4. Maximum Flexibility
For research to flourish, tools must be flexible. Lightning’s standardized best practices are accessible to the end-user as overridable hooks enabling maximum flexibility for those who want to experiment with crazy ideas that stray off the standard path.
An example Auto Encoder training_step override that demonstrates full access to the underlying boilerplate when needed.
Since hooks for processes such as loss configuration are standardized, Lightning makes it much easier to experiment with custom losses for domain-specific applications and combine different models for more complex Multi-Input Modeling scenarios.
From Reproducible Research to Production Deep Learning
Now that we have a better understanding of the core design philosophy of underlying PyTorch Lightning, let’s look at some of the cool features this enables out the box from Multi GPU and TPU training to one line Onnx and Torch Script export.
If you want to get started quickly, Lightning also provides an example implementation of common Deep Learning Tasks from Text Summarization to Object Detection as part of the PyTorch Lightning Flash repo.

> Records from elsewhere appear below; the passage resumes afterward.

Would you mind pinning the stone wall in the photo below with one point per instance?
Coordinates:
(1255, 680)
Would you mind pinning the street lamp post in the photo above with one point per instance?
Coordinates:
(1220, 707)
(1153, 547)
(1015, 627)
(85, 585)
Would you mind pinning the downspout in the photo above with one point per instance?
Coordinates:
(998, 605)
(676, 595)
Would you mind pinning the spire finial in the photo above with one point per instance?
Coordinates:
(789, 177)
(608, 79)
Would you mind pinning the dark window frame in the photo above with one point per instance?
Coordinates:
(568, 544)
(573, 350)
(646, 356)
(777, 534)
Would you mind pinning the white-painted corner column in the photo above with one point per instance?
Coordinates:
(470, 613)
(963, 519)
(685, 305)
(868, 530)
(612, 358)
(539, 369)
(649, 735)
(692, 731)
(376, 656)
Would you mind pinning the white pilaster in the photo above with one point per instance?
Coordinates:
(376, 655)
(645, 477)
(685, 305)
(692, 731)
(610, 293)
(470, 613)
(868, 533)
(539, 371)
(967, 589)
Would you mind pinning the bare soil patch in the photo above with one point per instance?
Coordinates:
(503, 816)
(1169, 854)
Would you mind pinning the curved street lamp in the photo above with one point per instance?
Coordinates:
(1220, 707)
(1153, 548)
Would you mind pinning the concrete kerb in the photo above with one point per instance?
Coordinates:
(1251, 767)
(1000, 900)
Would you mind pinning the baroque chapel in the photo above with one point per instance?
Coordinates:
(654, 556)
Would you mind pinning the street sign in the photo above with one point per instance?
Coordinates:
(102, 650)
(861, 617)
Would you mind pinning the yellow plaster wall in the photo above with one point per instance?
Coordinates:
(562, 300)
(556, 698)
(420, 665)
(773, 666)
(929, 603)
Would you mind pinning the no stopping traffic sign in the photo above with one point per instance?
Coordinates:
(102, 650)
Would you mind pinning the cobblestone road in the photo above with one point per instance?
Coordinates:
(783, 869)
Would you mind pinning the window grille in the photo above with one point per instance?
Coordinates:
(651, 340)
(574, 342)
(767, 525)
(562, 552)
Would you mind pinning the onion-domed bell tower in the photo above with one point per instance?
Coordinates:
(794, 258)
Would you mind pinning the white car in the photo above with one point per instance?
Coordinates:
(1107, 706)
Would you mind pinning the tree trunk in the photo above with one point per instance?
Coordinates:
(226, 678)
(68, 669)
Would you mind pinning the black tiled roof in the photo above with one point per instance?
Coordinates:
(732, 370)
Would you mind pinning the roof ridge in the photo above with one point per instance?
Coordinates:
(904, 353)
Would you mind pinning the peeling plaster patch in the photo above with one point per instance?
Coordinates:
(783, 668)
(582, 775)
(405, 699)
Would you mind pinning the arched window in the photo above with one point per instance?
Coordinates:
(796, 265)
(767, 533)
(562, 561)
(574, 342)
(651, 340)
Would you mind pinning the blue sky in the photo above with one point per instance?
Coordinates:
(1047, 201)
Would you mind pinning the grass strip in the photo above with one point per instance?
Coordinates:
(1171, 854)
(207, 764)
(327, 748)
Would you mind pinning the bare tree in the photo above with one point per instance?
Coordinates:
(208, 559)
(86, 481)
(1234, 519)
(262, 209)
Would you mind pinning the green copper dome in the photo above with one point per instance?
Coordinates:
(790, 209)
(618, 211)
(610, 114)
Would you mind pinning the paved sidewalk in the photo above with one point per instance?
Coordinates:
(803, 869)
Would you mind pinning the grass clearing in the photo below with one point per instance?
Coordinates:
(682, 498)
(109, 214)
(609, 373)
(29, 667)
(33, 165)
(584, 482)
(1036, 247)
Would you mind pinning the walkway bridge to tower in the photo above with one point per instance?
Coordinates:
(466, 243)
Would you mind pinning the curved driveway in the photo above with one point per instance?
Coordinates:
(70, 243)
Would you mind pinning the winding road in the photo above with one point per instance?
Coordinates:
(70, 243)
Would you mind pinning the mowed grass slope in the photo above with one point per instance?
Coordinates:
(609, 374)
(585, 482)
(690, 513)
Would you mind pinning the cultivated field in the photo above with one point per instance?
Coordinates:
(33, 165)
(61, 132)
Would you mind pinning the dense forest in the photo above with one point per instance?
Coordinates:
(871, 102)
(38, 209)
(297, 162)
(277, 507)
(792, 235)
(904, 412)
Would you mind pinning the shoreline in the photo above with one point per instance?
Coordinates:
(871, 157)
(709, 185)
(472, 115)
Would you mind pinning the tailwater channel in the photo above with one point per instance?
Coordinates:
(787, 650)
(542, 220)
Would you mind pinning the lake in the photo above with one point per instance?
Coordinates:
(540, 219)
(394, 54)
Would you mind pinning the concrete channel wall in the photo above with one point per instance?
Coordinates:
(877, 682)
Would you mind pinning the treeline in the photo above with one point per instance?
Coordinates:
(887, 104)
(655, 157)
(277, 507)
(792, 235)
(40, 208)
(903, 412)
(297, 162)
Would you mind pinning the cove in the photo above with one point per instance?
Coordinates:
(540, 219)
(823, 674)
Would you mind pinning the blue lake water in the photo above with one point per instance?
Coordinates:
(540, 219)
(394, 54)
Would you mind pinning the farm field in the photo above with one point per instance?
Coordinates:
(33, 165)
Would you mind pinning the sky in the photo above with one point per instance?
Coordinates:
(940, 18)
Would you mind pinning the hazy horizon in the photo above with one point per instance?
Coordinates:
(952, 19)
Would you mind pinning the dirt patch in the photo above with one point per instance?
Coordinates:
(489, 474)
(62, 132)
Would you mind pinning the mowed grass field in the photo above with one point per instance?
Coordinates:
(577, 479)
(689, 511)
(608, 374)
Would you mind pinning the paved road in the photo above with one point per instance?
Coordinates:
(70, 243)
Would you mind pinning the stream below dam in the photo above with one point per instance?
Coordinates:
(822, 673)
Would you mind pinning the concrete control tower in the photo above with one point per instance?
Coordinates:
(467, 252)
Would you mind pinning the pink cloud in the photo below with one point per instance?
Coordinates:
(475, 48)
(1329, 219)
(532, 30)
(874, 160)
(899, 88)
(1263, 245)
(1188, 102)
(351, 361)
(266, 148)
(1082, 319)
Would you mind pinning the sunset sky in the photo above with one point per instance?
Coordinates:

PyTorchLightning/lightning-flash
Production Scale Training with Grid
While Lightning helps keep your PyTorch code organized, reproducible and scalable there is one remaining barrier towards production that we have yet to discuss, managing infrastructure. Often orchestrating compute and data pipelines to train and serve models at scale requires extensive configuration orcode modification to accomplish. That is where Grid comes in, Grid manages this overhead for you enabling PyTorch Lightning code to scale from a laptop to the cloud without changing a single line of code.
With Grid trains you can take a PyTorch Lightning script and scale and track hundreds of experiments as follows.
If you don’t have a powerful enough laptop interactive nodes provide optimized development environments that make it easier to hit the ground running developing your code enabling true production scale training of applied state of the art deep learning models.
Conclusions on PyTorch Lightning
This post shows how Lightning’s core design principles enable more reproducible and production-ready deep learning code.
- Lightning code is clearer to read because engineering code is abstracted away, and common functions such as training_steps, process_data are standardized. Lightning handles the tricky engineering preventing common mistakes while enabling access to all the flexibility of PyTorch when needed.
- Lightning modules are hardware agnostic; if your code runs on a CPU, it will run on GPUs, TPUs, and clusters without requiring gradient accumulation or process rank management. You can even implement your own custom accelerators.
- Each release is tested rigorously with every new PR on every supported version of PyTorch and Python, OS, multi GPUs, and even TPUs.Lightning has dozens of integrations with popular machine learning tools such as TensorBoard, CometML, and Neptune.
- Grid enables you to scale production training of your PyTorch Lightning code from your laptop to the cloud without having to modify a single line of code.